Pero no es esa la única peculiaridad de las comunidades pequeñas que Soto aprovecha en su historia, y no es ni de cerca la más explotada en diversas ficciones para provocarnos escalofríos y volvernos receptivos a los giros más oscuros.
¿Cómo no? ¡Es tanto lo que hay para explorar en la esencia de una comunidad aislada de todo! Por ejemplo, el desamparo de saber que la ayuda, si no viene de los pobladores, está fuera del alcance. O la dicotomía de rencores antiguos que coexisten con la certeza de que hay que llevar la fiesta en paz con el vecino.
A veces, a pesar del canto alegre de las aves y los niños que juegan en el bosque tan tranquilos como en el patio de la escuela, entrar a un pueblo es como entrar a una mansión llena de pasadizos y fantasmas.
A menudo el lector puede ver lo que muchas veces es ignorado por los protagonistas: el aire de misterio, el peligro que acecha, las altas probabilidades de que a la hora de pedir auxilio descubras que tú teléfono se quedó sin señal o batería, los secretos que todos conocen pero nadie menciona.
¡Ah, los secretos!
Lo único más difícil que guardar un secreto en un lugar pequeño, es desenterrar los que han sido guardados mucho tiempo. Cualquier protagonista extranjero, joven, o incluso poco conversador, se encontrará perdido en un océano de silencio colectivo.
Aprendemos a esperar que la tragedia y el misterio se conviertan en tema de conversación, así que presentimos que hay algo escalofriante en la ausencia de rumores. Cuando no hay teorías ni chismes al respecto, sabemos que algo más grande, quizá algo peligroso, está cociéndose. Eso que antes parecía apacible, empieza a oler como una trampa mortal. La inmutabilidad ya no es certeza, sino un atolladero.
Y eso es tan solo en lo que respecta a las personas y la historia de un pueblo. El misterio de la ropa tendida en la cuerda del medio, esa que todos sabemos que se usa y se ensucia, "pero aún así no tenemos por qué ver la de los demás". Hay mucho más que eso, en cada familia o en cada pueblo remoto.
Pero si me pongo a hablar del silencio nocturno que deja escuchar todo, los terrenos vacíos con oro de fantasmas, las leyendas locales y las evidencias que arrastra el río más cercano, voy a perder de vista lo que quería contarles sobre esa historia que sin tener el objetivo de asustar, te lleva a un mundo que te pone nervioso, por decir poco.
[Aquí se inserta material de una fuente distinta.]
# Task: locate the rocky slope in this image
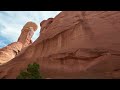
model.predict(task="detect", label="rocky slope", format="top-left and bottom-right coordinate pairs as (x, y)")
top-left (0, 11), bottom-right (120, 79)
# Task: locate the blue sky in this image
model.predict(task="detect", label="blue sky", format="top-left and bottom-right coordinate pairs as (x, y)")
top-left (0, 11), bottom-right (61, 48)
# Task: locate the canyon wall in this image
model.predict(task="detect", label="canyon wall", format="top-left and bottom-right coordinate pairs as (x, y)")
top-left (0, 11), bottom-right (120, 79)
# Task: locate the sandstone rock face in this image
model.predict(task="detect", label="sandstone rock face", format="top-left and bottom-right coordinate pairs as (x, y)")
top-left (0, 22), bottom-right (38, 65)
top-left (18, 22), bottom-right (38, 48)
top-left (0, 42), bottom-right (22, 65)
top-left (0, 11), bottom-right (120, 79)
top-left (40, 18), bottom-right (53, 33)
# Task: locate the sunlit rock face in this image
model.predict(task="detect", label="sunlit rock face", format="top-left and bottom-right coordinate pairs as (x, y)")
top-left (0, 11), bottom-right (120, 79)
top-left (0, 42), bottom-right (22, 65)
top-left (0, 22), bottom-right (38, 65)
top-left (17, 22), bottom-right (38, 48)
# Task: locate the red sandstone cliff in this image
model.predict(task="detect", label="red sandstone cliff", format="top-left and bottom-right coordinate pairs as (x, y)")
top-left (0, 11), bottom-right (120, 79)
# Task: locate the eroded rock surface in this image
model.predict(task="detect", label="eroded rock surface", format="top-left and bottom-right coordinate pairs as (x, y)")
top-left (0, 22), bottom-right (38, 65)
top-left (18, 22), bottom-right (38, 48)
top-left (0, 42), bottom-right (22, 65)
top-left (0, 11), bottom-right (120, 79)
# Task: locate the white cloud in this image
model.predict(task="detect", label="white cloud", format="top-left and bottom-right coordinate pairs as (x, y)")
top-left (0, 11), bottom-right (61, 48)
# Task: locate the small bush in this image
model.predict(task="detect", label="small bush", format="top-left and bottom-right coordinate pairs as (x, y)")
top-left (16, 63), bottom-right (43, 79)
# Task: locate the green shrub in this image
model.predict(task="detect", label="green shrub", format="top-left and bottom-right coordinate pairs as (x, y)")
top-left (16, 63), bottom-right (43, 79)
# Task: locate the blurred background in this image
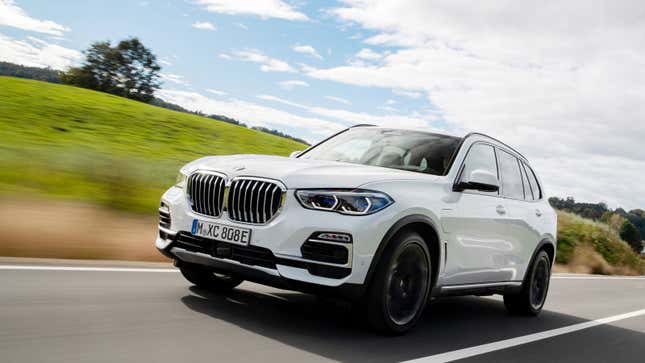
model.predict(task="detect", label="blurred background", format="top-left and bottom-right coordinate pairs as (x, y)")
top-left (0, 0), bottom-right (643, 274)
top-left (0, 67), bottom-right (305, 262)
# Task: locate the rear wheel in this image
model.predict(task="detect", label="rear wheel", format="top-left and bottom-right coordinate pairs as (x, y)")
top-left (504, 250), bottom-right (551, 315)
top-left (366, 231), bottom-right (431, 335)
top-left (179, 264), bottom-right (243, 292)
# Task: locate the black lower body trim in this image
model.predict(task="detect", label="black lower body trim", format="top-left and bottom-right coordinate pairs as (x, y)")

Es difícil decidir si mi parte favorita fue el aire personal que tiene la narración, la forma en que enfoca cada tema justo así, desde la perspectiva humana de un sólo individuo, pero al mismo tiempo atendiendo a la imagen completa. Después de todo, la intriga, la investigación, y las pequeñas pistas ocultas en los detalles más sencillos.... esas cosas me encantan y están muy bien usadas en esta historia en particular.
Que bien se combina todo eso con el escenario en que se desarrolla la historia. Me pregunto si el autor eligió cada palabra para lograr el efecto emocional, o sí es algo que ocurrió como efecto colateral del thriller bien contado. De un modo u otro, la sensación está ahí; no esperas a un monstruo, ni siquiera a un simple humano desesperado por silenciar testigos, pero sabes que algo no está bien.
Es similar al instinto de salir de un edificio o cambiarte de calle al caminar. Es fácil de explicar si escuchas gritos de dolor o de miedo en los alrededores, si algo se mueve en las sombras o si la luz parece traicionera. Podemos evadir el problema, o acercarnos y confirmar que no lo hay. No tenemos ninguna de esas opciones cuando la vida (o la muerte) transcurre normalmente.
También hay un recurso completamente opuesto, que consiste en convencer al lector y los protagonistas de que todo está bien. No hay delincuencia y entre los pobladores se echan la mano según se necesite. ¿Qué podría salir mal? Cuando la respuesta llega, es demasiado tarde.
Una vez más, divago. En la mente es tan fácil perderse como en un pueblo sin señalización. Vivir ahí no basta para orientarte. No basta para ser parte.
¿Y entonces, qué hace falta para serlo?
Creo que lo sabes. Cómo yo presentía, después de cierto punto, lo que dejarían esas largas noches de lluvia.